# Specialized Händler gesucht!



## culture (17. Mai 2009)

Hallo!

Habe mir vor knapp nem jahr ein Specialized Enduro bei Mountains Too in Kriftel gekauft. Jetzt wollte ich meine Federgabel einschicken lassen weil die Zugstufenverstellung wohl nicht mehr funktioniert, und musste feststellen das es den Laden wohl nicht mehr gibt!

Weiss jemand etwas genaueres über den verbleib? War ein wirklich toller  laden...  Und wie siehts jetzt mit meiner Garantie aus? Es sollte doch genügen mit der Rechnung zu nem anderen Specialized Händler zu gehen oder?

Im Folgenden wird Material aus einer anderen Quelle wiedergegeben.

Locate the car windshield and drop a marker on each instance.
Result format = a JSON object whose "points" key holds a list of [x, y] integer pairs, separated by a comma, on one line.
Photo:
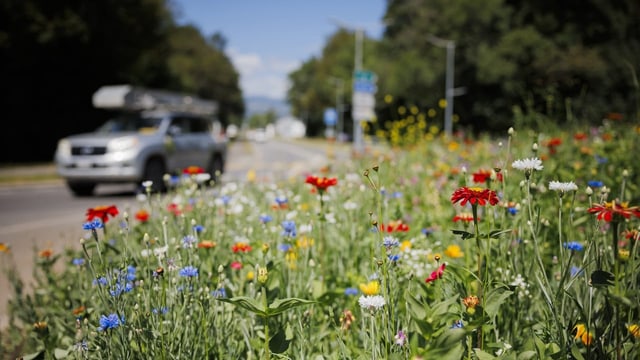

Da kommen wir auch schon zur eigentlichen Frage: Kennt jemand einen guten Händler/Werkstatt die Specialized Servicepartner ist? Wohne in FFM. Einzig mir bekannter wäre der Böttgen aber dem geb ich mein Bike bestimmt nicht... 

Und inwieweit könnte mir der Händler den Garantiefall in Rechnung stellen? Hab gehört das manche trotzdem fürs wegschicken eine bestimmte Pauschale berechnen? Dann könnt ichs ja theoretisch selbst wegschicken 

Hoffe ihr könnt mir helfen, danke schonmal!


----------



## Dr. Faust (17. Mai 2009)

culture schrieb:


> Hallo!
> 
> ... der Böttgen aber dem geb ich mein Bike bestimmt nicht...


So gehört sich das!
Der Hibike hat mittlerweile Specialized, die Bikeschmiede in OF auch. Generell gibts aber auch eine Händlersuche auf der Firmenseite.


----------



## MTB-News.de




----------



## Zilli (17. Mai 2009)

Guude,
ich hab da auch mein Enduro her.
Die heissen jetzt 4Riders; ob dahinter eine Umbenennung steckt oder eine Neugründung kann ich nicht beurteilen, jedoch sind es bis auf einen ehemaligen Gesellschafter die gleichen Personen; guggst Du hier :
http://www.4-riders.de/


----------



## frankweber (18. Mai 2009)

gibt auch noch Snow & Bike in Bad Homburg
Gruß

Frank


----------



## culture (18. Mai 2009)

Danke euch,  vorallem Zilli!

Dann hat sich das ja erledigt und ich werd mal im "neuen" Laden vorbeischauen  Hätte mich auch irgendwie gewundert wenn die dicht gemacht hätten


----------



## Frank (26. Mai 2009)

So ist es, der Laden heißt jetzt 4Riders - sonst alles beim alten.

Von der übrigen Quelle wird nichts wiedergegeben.